Folks, I’ve been discussing dashboards forever. I’ve consulted with dozens and dozens of clients on dashboards. And through all of that experience, I’ve discovered that dashboards kind of suck.

Don’t get me wrong, I understand the need for a succinct complication of performance on key indicators. It sure beats a 200 page slide deck. But in the race away from the lengthy tomes of the past, I think the pendulum swung too far. These days, the dashboard trend is to try to cram everything important onto a single page. I’ve done it for clients! Here’s one:

AIFSRCDashboard

I have taken many many clients to this place. And they generally feel good about the design. And then sometimes I’ll get the quietly concerned email from my fellow research nerds: Um, Stephanie? This looks elegant but we had major data collection issues in Q3 and that’s not obvious in the dashboard and I’m concerned that if the Board sees this they aren’t going understand the caveats.

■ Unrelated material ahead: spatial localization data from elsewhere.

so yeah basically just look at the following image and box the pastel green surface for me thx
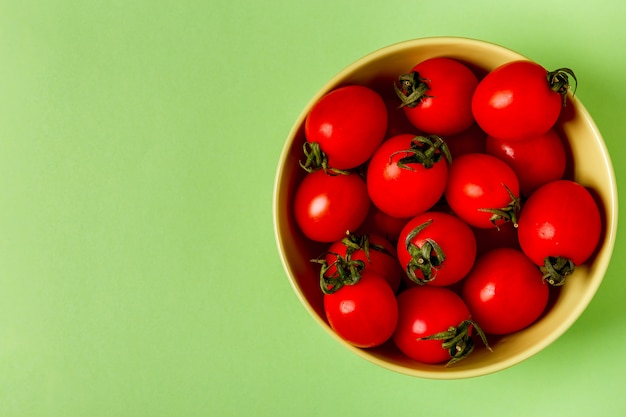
[0,1,624,416]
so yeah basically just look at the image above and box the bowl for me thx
[272,37,618,379]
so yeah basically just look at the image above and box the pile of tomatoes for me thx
[292,57,603,366]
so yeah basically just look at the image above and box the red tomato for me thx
[461,248,549,335]
[322,233,403,293]
[393,286,488,365]
[366,134,450,218]
[444,153,521,229]
[324,271,398,348]
[395,57,478,136]
[486,129,567,196]
[294,170,370,243]
[517,180,602,285]
[397,212,476,286]
[472,60,576,141]
[304,85,388,171]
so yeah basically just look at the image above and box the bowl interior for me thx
[273,37,618,379]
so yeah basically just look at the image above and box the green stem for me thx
[311,253,365,294]
[311,232,388,294]
[340,232,390,264]
[391,135,452,170]
[540,255,576,286]
[478,183,521,228]
[547,67,577,106]
[403,219,445,285]
[394,71,431,108]
[418,319,492,366]
[298,142,350,175]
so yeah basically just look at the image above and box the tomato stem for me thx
[312,232,389,294]
[341,231,390,264]
[540,256,576,286]
[299,142,350,175]
[478,183,521,228]
[392,135,452,170]
[394,71,431,108]
[546,67,577,106]
[418,319,491,366]
[312,253,364,294]
[404,219,446,285]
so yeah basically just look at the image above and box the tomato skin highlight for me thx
[486,129,566,197]
[366,134,449,219]
[393,286,473,364]
[462,248,549,335]
[517,180,602,267]
[399,58,479,136]
[294,170,370,243]
[397,211,477,287]
[305,85,388,170]
[472,60,563,141]
[444,153,520,229]
[324,271,399,348]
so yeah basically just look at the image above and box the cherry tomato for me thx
[472,60,576,141]
[393,286,487,365]
[461,248,549,335]
[324,271,398,348]
[397,212,476,287]
[444,153,520,229]
[303,85,388,171]
[517,180,602,285]
[294,170,370,243]
[395,57,478,136]
[322,233,402,293]
[366,134,450,218]
[486,129,567,197]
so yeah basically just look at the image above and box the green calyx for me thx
[403,219,445,285]
[540,256,576,286]
[391,135,452,170]
[298,141,349,175]
[418,319,492,367]
[312,253,364,295]
[311,232,388,294]
[340,232,390,263]
[478,183,521,228]
[547,67,577,106]
[394,71,431,108]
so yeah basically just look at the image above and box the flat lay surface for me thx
[1,1,625,416]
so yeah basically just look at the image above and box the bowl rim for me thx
[273,36,619,379]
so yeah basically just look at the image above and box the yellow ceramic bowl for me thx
[273,37,618,379]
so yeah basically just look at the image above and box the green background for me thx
[1,0,624,415]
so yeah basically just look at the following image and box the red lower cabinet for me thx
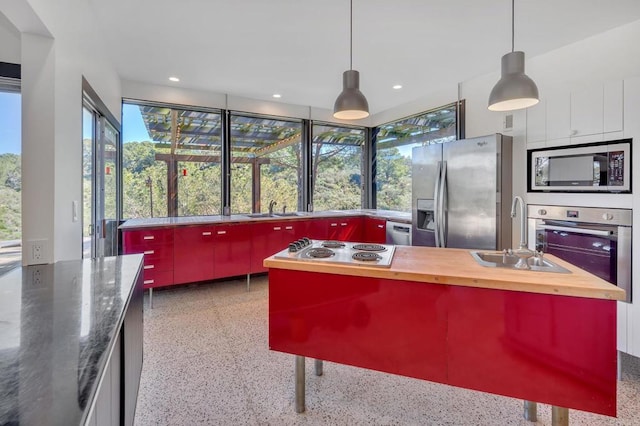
[364,217,387,243]
[327,217,363,241]
[251,221,295,273]
[122,228,174,289]
[306,218,328,240]
[173,225,214,284]
[213,223,251,279]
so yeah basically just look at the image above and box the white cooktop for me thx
[273,240,396,268]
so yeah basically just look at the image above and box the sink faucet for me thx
[510,196,534,269]
[268,200,277,215]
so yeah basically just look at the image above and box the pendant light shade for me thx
[488,0,539,112]
[333,0,369,120]
[334,70,369,120]
[488,51,539,111]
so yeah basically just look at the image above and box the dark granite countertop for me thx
[119,209,411,229]
[0,254,143,426]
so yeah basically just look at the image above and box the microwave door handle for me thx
[439,161,448,247]
[538,224,613,237]
[433,161,442,247]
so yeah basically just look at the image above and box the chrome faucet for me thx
[510,196,534,269]
[268,200,277,215]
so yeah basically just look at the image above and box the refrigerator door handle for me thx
[433,161,442,247]
[439,161,448,247]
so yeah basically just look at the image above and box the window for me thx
[375,103,461,212]
[311,124,365,211]
[230,114,302,214]
[0,83,21,274]
[122,102,222,218]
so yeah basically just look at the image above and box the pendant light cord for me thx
[511,0,515,52]
[350,0,353,70]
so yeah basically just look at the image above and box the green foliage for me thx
[375,147,412,212]
[0,153,21,240]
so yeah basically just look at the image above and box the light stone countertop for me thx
[119,209,411,229]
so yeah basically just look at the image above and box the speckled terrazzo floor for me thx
[134,276,640,426]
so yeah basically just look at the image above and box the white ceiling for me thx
[88,0,640,115]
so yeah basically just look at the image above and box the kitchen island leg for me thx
[314,359,323,376]
[295,355,305,413]
[552,406,569,426]
[523,401,537,421]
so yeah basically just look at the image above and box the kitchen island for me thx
[0,255,144,426]
[265,246,625,423]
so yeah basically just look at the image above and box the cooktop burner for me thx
[322,240,346,249]
[274,239,395,268]
[305,247,335,258]
[352,244,387,252]
[352,252,382,262]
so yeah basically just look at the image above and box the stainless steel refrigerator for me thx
[411,134,512,250]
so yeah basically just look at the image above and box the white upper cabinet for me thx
[570,85,603,137]
[603,80,623,133]
[525,80,624,145]
[525,99,546,144]
[546,89,571,141]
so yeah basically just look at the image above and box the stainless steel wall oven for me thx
[528,205,632,302]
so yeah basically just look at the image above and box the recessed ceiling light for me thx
[168,77,180,82]
[272,94,282,98]
[393,84,403,90]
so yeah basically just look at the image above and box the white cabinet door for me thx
[546,90,571,141]
[571,85,603,137]
[604,80,623,133]
[526,99,546,144]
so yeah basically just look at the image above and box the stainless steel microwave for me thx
[528,139,631,193]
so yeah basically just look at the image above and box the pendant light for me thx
[488,0,539,111]
[333,0,369,120]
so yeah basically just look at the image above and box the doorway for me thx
[82,100,120,258]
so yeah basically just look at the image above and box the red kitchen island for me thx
[264,244,626,425]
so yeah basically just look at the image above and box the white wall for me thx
[122,79,372,126]
[3,0,121,263]
[0,11,20,64]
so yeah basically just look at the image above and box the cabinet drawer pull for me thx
[202,232,212,236]
[330,223,338,227]
[144,265,155,270]
[143,235,155,240]
[341,222,347,226]
[143,279,154,284]
[217,230,227,235]
[273,227,282,231]
[144,250,155,255]
[285,226,293,230]
[377,225,384,228]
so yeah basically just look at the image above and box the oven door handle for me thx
[538,224,613,237]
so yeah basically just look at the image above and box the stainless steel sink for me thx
[245,213,275,218]
[470,251,570,273]
[274,212,305,217]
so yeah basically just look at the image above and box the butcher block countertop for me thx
[264,246,626,301]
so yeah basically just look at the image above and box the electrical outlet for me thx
[31,267,43,285]
[27,239,48,265]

Friends, these are legitimate concerns.

People are primarily driven by their eyeballs (haha, you thought I was going to say another body part but it really is the eyeballs). People want to look at the graphs and, if the graphs are strong on design and readily understood, people are going to take actions based on the graphs.

And this is when the research team freaks out. What about the context? What about how the measurement on this metric changes three times? Yikes, please don’t make decisions off of this quite yet.

But the modern conceptualization of a dashboard leaves little room for those extremely important narrative points of interest. This is the downfall.

As opposed to a single-paged dashboard, let us loosen up to a dashboard report. Awhile ago I edited a journal article written by my friend Veronica Smith, where she outlined the difference. Where a dashboard is a single page of visualized metrics, a dashboard report is a multi-page document with one or two visualized metrics per page and healthy room for narrative. It’s the pendulum swinging back toward the middle, but not nearly so far as those 200 page text heavy doorstop reports. Here’s one page from a dashboard report I produced with some long term clients, the Oregon Health Authority:

Figure10.1_OHADots

You can see we are reporting 2 metrics here and they are accompanied by a text box that holds helpful explanation. It isn’t a burdensome amount to read; it doesn’t even fill up the left hand side of the page. But it gives the research team enough space to say their piece and feel comfortable sending the data off to the decision-makers.

If you are feeling a little too restricted by the current dashboard trend, try a dashboard report. You’ll emphasize the metrics with some high quality visualizations and add a tiny bit of narrative so you can sleep well at night.